As many of you who watch television, or just randomly read stuff on the internet about television, know, AMC's dark drama series Breaking Bad is in the midst of its concluding arc, set to air its final episode on September 29. However, there are some of you that either just do not watch television (like myself), do not watch Breaking Bad, and/or just do not have enough interest in the show to care. What is one to do? While one could leave them alone, it is rather amazing to watch people freak out about TV shows or any media freak out about any information about their favorite show leak out, especially if there is spoilers. One writer recently demonstrated the fun of trolling random strangers with Breaking Bad spoilers. The twist is this: The spoilers are fake.
fun game: text "you catch the leaked ep of breaking bad? marie's death was pretty fucked up, right" to any area code + random 7 numbers— electro lemon (@electrolemon) September 11, 2013
Our noble endeavor starts with electro lemon tweeting the above as a joke this past Wednesday. Rob Fee of Mandatory decided to pull that trick, with some of the results seen below. The trick here is that Marie Schrader, an important supporting character in the series played by Betsy Brandt, did not die in episode shown September 15, titled "Ozymandias." (Of course, this is not to to say she will not die in the final two episodes, but details)
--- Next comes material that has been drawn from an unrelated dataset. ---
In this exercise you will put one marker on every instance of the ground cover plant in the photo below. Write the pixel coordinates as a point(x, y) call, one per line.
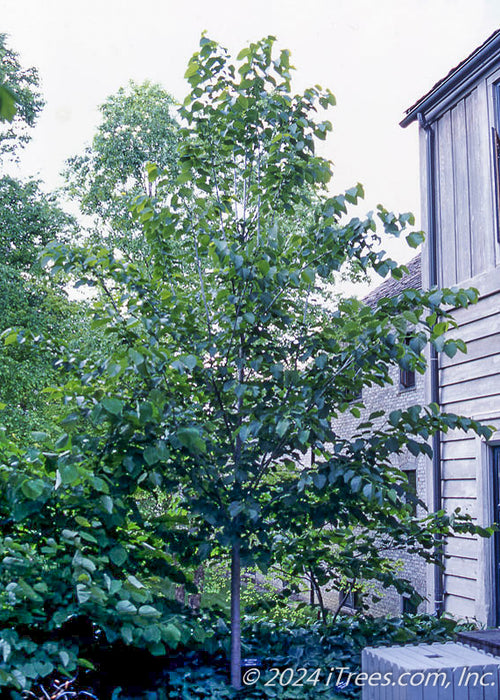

Somebody wants to hurt someone for "spoiling" Breaking Bad
As one can see here, the results of the trolling served to enrage and enliven the Breaking Bad fandom, but for giggles. In a small way, it is understandable that the response to even a small spoiler is fierce. The loyalty of the Breaking Bad fandom for this show is as such that a terminally ill patient who died recently refused an offer by show creator Vince Gilligan himself to be told how the show ends so as to die knowing the final fate of bespectacled chemistry-teacher-turned-drug-lord Walter White.
Somebody has a friend who spoils too much.
Still, this form of trolling can be a fun activity, and a great way to get people's knickers in a twist for the sheer audacity. Perhaps, in writing about this, I am a little less affected by spoilers. I remember as a kid being spoiled of the major plot event of Final Fantasy VII, the first mainstream video game with a deep story, and yet I was still affected by it just as much when I played the game about three years later. (For those wondering, the event is the murder of female lead Aeris in front of the cast by the villain Sephiroth. Given the game is more than 15 years old, I am not spoiling anything by saying that)
Sometimes, just knowing the big plot point is not as important as the events that lead to it. Consider American Beauty: In the first minute or so of the film, lead actor Kevin Spacey narrates what happens to his character, Lester Burnham, by the end (he dies). That does not lessen the blow of when he actually dies. So, when one really thinks about it, is it all that bad knowing that, say, Hank Schrader dies in the upcoming episode of Breaking Bad? We do not know how or why, we just know it happens. Sometimes, that is not enough to be phased by it.